“This is Julius, Captain, of whom I have spoken to you,” he said, after he had shaken hands with the old butler, and with the score of other negroes who had rushed out and gathered around him on hearing of his arrival. “Julius will attend to you, and unless he has lost some of his art you will confess that I have not exaggerated his abilities.” He faced his guest and made him a low bow. “I hope, Captain, you will consider this your home as long as you wish. Julius, the Captain will stay with us for the present, and I suspect he’d like a julep.” And with a wave of the hand the little General transferred the responsibility of his guest to the old butler, who stood bowing, dividing his glances between those of affection for his master and of shrewd inspection of the visitor.
The latter was a tall, spare man, rather sallow than dark, but with a piercing, black eye, and a closely shut mouth under a long, black, drooping mustache. He acknowledged the General’s speech with a civil word, and Julius’s bow with a nod and a look, short but keen and inquiring, and then, flinging himself into the best seat, leant his head back and half closed his eyes, while the General went out and received the negroes, who, with smiling faces, were still gathering on the news of his arrival.
During this absence the guest did not rise from his chair; but turned his head slowly from time to time, until his eyes had rested on every article in the field of his vision. He might have been making an appraisement.
The General, in fact, did not know any more of his guest than Julius knew. He had come on him only that afternoon at a fork in the road, resting, stretched out on a couple of fence-rails, while his horse nibbled and picked at the grass and leaves near by. The gray uniform, somewhat fresher than those the General was accustomed to, attracted the General’s attention, and when Captain McRaffle, as the stranger called himself, asked him the nearest way to Brutusville, or to some gentleman’s house, the General at once invited him to his home. He had heard, he stated, that a company of Yankees had already been sent to Brutusville; but he could show him the way to a house where gentlemen had lived in the past, and where, if he thought he would pass muster, one was about to live again.

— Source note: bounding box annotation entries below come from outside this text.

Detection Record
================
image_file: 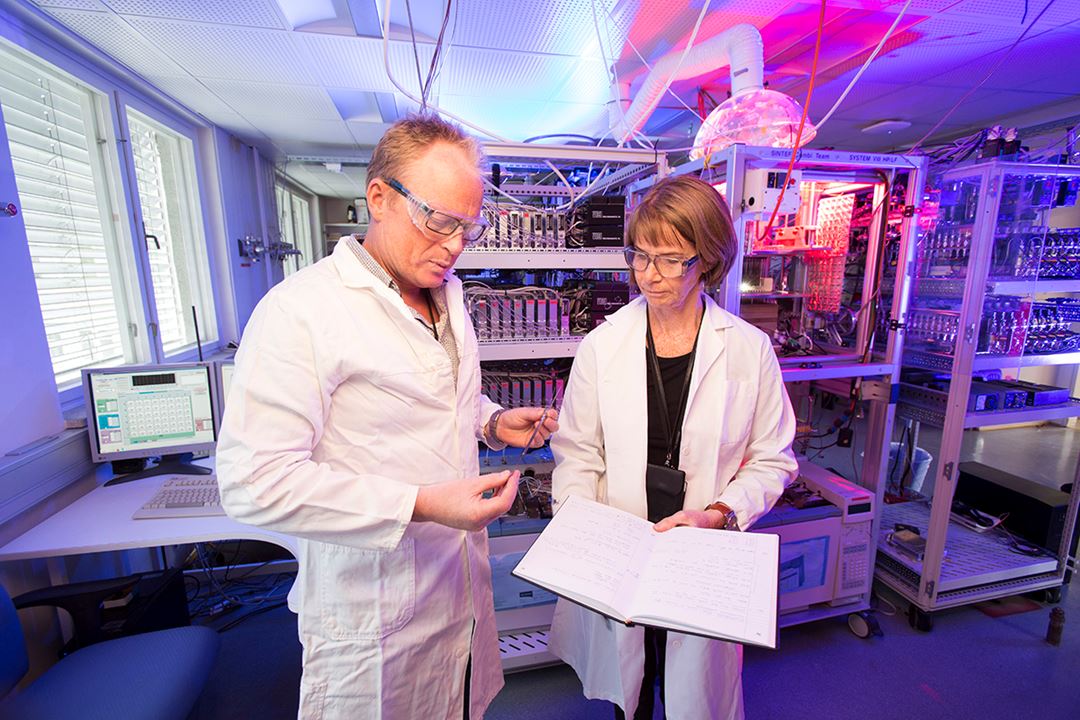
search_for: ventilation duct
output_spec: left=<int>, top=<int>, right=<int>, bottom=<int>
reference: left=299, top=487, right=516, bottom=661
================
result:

And with this invitation Captain McRaffle became an inmate of Thornleigh, as the General’s place was called, and might have stayed there indefinitely had not unforeseen contingencies caused him to remove his quarters.
Just as the General returned from his reception on the veranda, the old butler entered with a waiter and two juleps sparkling in their glasses. At sight of them the General beamed, and even the guest’s cold eyes lit up.
“On my soul! he is the most remarkable fellow in the world,” declared the General to his visitor. “Where did you get this?”
“Well, you see, suh,” said Julius, “de Yankees over yander was givin’ out rations, and I thought I’d git a few, so’s to be ready for you ’ginst you come.”
The General smiled delightedly, and between the sips of his julep proceeded to extract from Julius all the news of the county since his last visit, a year or more before, and to give a running commentary of his own for the enlightenment of his guest, who, it must be said, appeared not quite as much interested in it all as he might have been.
All the people on the place, Julius said, had been over to the court-house already to see the soldiers, but most of them had come back. He had been there himself one day, but had returned the same evening, as he would not leave the place unguarded at night.